杏桃打量我,下一刻,他的眼神若有所思地定在我的眸子上。他發現了,發現我眸子的顏色和瀟林的不一樣。
我心中慌亂,一時間忘記了我不能開口說話,焦急中欲啟唇,杏桃搶先一步道:“我不問你是誰,也不追究你為什麼會光著身子跑到我麵前。同時,你不要告訴別人我是男人。”
杏桃看著我,眸子比平時更加晶亮,隱隱在說多一事不如少一事,知道的越多麻煩越多。
我思量得失。杏桃是經父皇親自批準才入宮的,男伴女裝是欺君之罪。杏桃後台堅硬,被告發後,死罪可免活罪難逃。可杏桃是瀟林的人,事情捅出去,瀟林會有麻煩。
在杏桃戒備的目光下,我走到書桌前,提筆,刻意用了和瀟林幾乎相同的字跡,但若是將兩種字跡放在一起仔細比照,便可以察覺出兩種字跡的差別。我這麼做,意在讓杏桃以為我是瀟林的替身,而且是尚在培養中,還未“出師”的替身。
白紙黑字:我可以答應你的條件,除此之外,我不希望更多的人知道我的存在。
杏桃很幹脆:“好。”
杏桃前科爆多,他把瀟林騙得一轉又一圈的。這讓我無法相信杏桃的承諾,於是,我又添了兩個字“立誓。”

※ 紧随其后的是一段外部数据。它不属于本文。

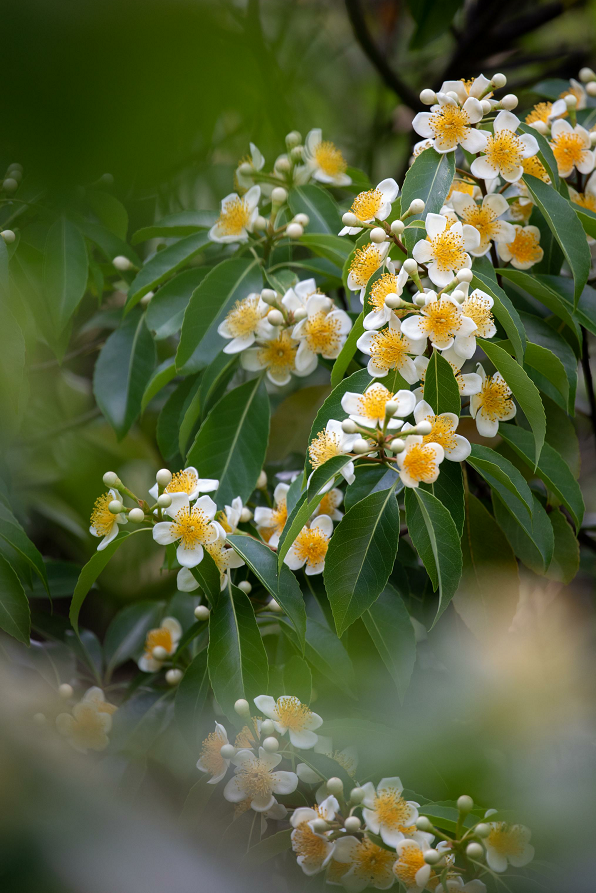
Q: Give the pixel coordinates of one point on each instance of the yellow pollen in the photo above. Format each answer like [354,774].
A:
[420,462]
[330,159]
[234,217]
[365,262]
[366,205]
[448,251]
[101,517]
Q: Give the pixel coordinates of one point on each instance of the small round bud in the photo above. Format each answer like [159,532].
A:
[163,477]
[475,851]
[378,234]
[174,676]
[279,194]
[275,317]
[122,263]
[335,786]
[465,804]
[242,707]
[159,653]
[350,219]
[428,97]
[294,230]
[416,206]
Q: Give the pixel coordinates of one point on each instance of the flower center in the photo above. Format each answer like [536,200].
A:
[330,159]
[366,205]
[365,262]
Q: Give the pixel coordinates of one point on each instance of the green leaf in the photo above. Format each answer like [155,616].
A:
[435,536]
[228,282]
[64,271]
[551,469]
[284,588]
[232,441]
[323,213]
[488,592]
[523,388]
[237,659]
[566,228]
[122,372]
[389,626]
[360,557]
[164,264]
[441,390]
[15,617]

杏桃手指對天:“杏桃在此立誓。倘若將眼前之人的存在告訴第三者,便遭天打雷劈,不得好死。”
杏桃放下手,趴在浴桶旁,挑眉,“可以了嗎?”
我點點頭。有一些人說出的話,連標點符號都不能相信。隻希望杏桃還未到達該種無上境界。
杏桃的眼中沒有不尊重和鄙視,“你嗓子不好?”
我搞不清楚自己是不是啞了。反正就是發不出聲音,我樂觀的把它歸結為某藤妖的修煉不足。

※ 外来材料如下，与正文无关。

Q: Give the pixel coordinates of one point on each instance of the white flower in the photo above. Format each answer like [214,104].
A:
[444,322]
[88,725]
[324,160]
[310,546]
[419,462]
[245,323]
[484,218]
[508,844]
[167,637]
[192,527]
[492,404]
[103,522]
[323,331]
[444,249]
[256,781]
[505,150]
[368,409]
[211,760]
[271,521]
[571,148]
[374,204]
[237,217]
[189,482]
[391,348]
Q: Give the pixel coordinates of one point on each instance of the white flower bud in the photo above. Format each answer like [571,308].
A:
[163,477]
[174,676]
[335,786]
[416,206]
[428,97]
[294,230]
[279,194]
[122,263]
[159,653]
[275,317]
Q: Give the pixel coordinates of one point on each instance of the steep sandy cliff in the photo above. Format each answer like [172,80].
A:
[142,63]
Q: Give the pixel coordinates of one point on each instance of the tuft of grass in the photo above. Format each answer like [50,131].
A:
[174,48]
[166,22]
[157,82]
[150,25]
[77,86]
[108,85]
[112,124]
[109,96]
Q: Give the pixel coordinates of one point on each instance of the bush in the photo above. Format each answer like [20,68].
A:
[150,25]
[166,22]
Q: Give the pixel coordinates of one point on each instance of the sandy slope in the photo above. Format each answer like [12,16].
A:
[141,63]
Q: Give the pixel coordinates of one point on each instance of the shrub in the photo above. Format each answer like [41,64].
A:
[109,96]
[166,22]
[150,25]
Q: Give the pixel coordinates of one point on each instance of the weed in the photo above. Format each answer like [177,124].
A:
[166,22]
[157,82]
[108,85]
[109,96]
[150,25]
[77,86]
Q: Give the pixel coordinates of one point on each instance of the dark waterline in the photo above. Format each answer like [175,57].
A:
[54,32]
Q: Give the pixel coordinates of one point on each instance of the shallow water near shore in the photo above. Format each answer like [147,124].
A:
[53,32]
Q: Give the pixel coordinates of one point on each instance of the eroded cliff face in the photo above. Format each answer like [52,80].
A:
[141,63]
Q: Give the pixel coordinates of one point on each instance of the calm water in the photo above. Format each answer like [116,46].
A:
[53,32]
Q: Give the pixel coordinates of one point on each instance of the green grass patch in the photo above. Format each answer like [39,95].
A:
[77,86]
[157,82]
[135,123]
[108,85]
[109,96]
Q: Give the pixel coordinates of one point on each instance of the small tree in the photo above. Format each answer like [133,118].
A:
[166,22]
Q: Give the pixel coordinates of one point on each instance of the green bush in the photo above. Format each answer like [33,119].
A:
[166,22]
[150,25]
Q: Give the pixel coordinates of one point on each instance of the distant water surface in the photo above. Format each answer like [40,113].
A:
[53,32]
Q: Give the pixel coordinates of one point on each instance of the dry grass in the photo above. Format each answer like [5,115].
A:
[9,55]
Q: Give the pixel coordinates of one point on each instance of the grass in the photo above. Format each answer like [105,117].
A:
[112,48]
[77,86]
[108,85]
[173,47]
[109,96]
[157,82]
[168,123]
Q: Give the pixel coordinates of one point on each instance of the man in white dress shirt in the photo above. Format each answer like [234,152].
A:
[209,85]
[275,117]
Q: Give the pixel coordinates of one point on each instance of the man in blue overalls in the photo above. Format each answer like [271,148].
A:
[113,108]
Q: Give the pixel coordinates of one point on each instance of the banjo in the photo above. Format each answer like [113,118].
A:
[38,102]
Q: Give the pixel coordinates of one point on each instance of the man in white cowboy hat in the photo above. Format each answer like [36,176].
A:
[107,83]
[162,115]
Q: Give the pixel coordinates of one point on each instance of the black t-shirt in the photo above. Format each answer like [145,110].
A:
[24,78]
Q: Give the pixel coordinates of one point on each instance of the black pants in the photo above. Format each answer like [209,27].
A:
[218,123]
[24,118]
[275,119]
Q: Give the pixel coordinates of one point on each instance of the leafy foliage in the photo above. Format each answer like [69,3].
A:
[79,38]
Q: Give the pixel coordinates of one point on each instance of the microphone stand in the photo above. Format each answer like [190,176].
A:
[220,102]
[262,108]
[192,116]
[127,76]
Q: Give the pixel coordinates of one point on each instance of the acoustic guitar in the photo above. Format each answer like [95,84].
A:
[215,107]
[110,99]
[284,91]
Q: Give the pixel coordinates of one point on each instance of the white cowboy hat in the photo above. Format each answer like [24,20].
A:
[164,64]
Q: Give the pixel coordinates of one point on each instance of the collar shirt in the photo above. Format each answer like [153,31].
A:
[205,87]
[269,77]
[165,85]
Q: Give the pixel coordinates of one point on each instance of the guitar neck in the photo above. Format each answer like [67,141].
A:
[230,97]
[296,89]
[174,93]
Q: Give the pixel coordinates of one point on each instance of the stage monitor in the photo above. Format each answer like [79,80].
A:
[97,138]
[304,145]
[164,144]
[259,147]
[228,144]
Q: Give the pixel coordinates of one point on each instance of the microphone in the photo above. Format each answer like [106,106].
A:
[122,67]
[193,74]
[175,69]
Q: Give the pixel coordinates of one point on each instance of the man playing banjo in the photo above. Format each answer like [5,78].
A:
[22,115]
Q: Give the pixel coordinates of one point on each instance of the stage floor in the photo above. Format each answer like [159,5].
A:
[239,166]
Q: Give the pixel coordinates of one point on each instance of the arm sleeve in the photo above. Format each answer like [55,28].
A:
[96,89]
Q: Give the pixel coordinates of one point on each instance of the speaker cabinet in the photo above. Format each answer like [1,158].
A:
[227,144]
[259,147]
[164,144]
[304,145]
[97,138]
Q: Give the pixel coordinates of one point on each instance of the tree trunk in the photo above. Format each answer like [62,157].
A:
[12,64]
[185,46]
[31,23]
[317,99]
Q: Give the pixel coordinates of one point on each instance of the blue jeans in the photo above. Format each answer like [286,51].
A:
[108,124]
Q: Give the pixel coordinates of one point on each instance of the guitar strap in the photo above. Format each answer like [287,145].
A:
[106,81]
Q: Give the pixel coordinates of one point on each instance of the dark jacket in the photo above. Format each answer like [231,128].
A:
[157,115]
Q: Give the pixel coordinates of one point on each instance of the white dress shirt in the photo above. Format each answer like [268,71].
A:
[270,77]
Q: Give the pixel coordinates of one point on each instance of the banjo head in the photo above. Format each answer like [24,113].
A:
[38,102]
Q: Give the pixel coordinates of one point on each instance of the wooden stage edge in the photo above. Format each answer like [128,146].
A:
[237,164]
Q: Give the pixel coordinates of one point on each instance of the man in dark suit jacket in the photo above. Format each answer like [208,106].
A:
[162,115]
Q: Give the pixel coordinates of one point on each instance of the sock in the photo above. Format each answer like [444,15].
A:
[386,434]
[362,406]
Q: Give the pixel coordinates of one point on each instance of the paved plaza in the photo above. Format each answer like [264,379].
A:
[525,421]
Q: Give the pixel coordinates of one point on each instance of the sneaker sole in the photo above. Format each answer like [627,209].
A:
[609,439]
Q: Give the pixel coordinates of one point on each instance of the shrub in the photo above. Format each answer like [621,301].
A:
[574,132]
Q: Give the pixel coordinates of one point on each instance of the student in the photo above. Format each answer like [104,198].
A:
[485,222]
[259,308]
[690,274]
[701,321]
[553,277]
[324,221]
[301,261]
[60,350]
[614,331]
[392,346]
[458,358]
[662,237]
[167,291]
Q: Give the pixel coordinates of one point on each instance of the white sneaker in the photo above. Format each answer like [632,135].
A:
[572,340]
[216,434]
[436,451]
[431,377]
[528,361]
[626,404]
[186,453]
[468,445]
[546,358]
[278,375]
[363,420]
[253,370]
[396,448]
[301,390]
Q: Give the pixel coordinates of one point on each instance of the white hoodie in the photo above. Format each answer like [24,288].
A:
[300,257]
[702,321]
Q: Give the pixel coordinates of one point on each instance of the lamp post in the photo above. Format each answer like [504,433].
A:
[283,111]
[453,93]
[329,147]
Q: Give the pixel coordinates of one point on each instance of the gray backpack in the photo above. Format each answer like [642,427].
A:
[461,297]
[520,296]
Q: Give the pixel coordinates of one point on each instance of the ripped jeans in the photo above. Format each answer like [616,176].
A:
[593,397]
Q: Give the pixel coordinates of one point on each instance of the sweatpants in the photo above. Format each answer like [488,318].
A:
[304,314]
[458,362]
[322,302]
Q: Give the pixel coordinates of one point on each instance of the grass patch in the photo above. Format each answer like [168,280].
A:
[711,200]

我不知道怎麼回答杏桃的問題,所以我沉默。似乎有什麼東西觸動了杏桃的神經,他的眼眨也不眨地盯著我,充滿某種渴求。
我不喜歡他這樣看著我。
後退,再後退。
杏桃的眼睛像框住了什麼好玩的東西般,堅決不讓我移出他的視線範圍。
我退了五步,背挨上了牆,退無可退,我感到杏桃的視線在我身上遊移,從脖頸到耳垂,從上唇到下巴。他的視線越來越重,壓得我喘不過氣。
我戒備的看著他,並不斷在餘光中尋找能當武器的物品。
突然,幾絲涼風從窗縫竄入書房。
杏桃打了一個冷顫,縮縮脖子,無辜又委屈:“你能不能把浴巾還我?”
原來他。。。。想要的是浴巾。。。。。還是說,他是借浴巾來耍我。
估計後者居多。
我不習慣赤裸對人,隻好找別的浴巾給他。從書房的櫃中取出一條瀟林的浴巾,走到浴桶邊,遞給他。他接到手上,漫不經心地聞聞,給出負麵評價:“奇怪的味道。”

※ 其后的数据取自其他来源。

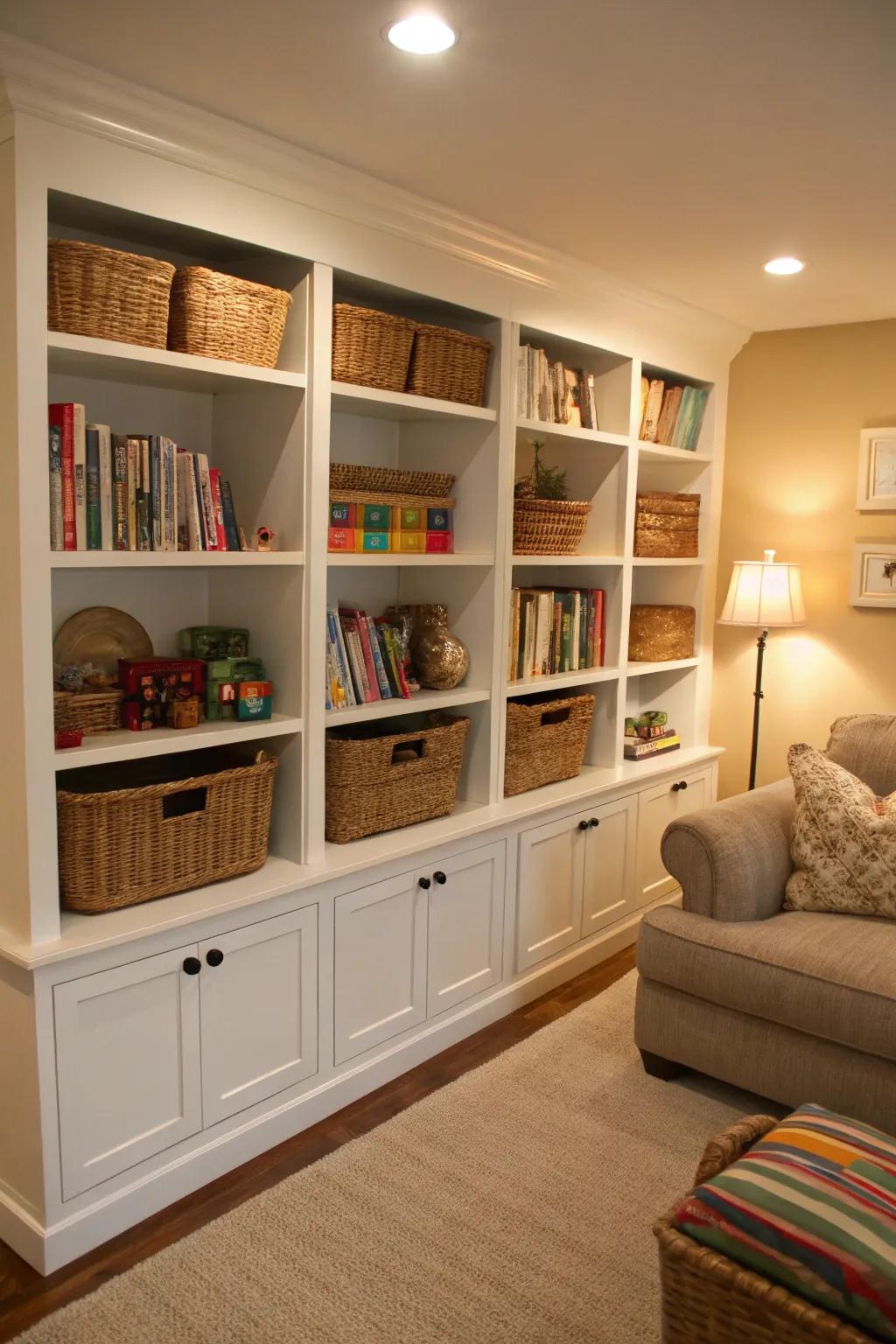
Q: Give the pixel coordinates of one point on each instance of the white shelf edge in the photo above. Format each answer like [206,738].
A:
[672,666]
[418,704]
[108,747]
[172,559]
[589,436]
[156,361]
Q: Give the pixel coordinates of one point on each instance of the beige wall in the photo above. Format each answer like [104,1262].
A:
[798,401]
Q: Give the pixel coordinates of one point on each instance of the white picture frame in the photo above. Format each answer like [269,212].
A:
[873,576]
[876,471]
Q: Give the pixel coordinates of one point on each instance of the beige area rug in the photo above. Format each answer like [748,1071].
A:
[511,1208]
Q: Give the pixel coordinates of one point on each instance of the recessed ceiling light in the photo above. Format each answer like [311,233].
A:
[422,34]
[783,266]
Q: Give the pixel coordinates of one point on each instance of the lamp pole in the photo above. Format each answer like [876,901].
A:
[758,697]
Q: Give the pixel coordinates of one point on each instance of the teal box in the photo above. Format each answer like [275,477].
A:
[439,521]
[378,518]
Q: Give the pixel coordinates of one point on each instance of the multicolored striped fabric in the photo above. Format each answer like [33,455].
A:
[812,1208]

額。。。。。這條浴巾三皇子很長時間沒用了,可能是。。。。變質了。。?
。。。。。
我推開浴室的門,走到臥室,從櫃中取出一條新浴巾,而後立刻回到書房。杏桃聞聞浴巾的味道,覺得可以,便用疊起的浴巾擦臉。他的神情很愜意,白淨的麵皮被浴巾擦幹後,閃耀著清爽的喜悅。
我納悶,我為什麼要伺候他?為什麼要聽他的?不再看他,立刻從櫃中取出衣物,穿上。
打理好自己時,杏桃也穿好了衣服。
唉。。。。一個男人頂著一張女人臉,還穿著女裝,多麼別扭,而且那個地方。。。。平成那樣。。。自然又不大自然。。。。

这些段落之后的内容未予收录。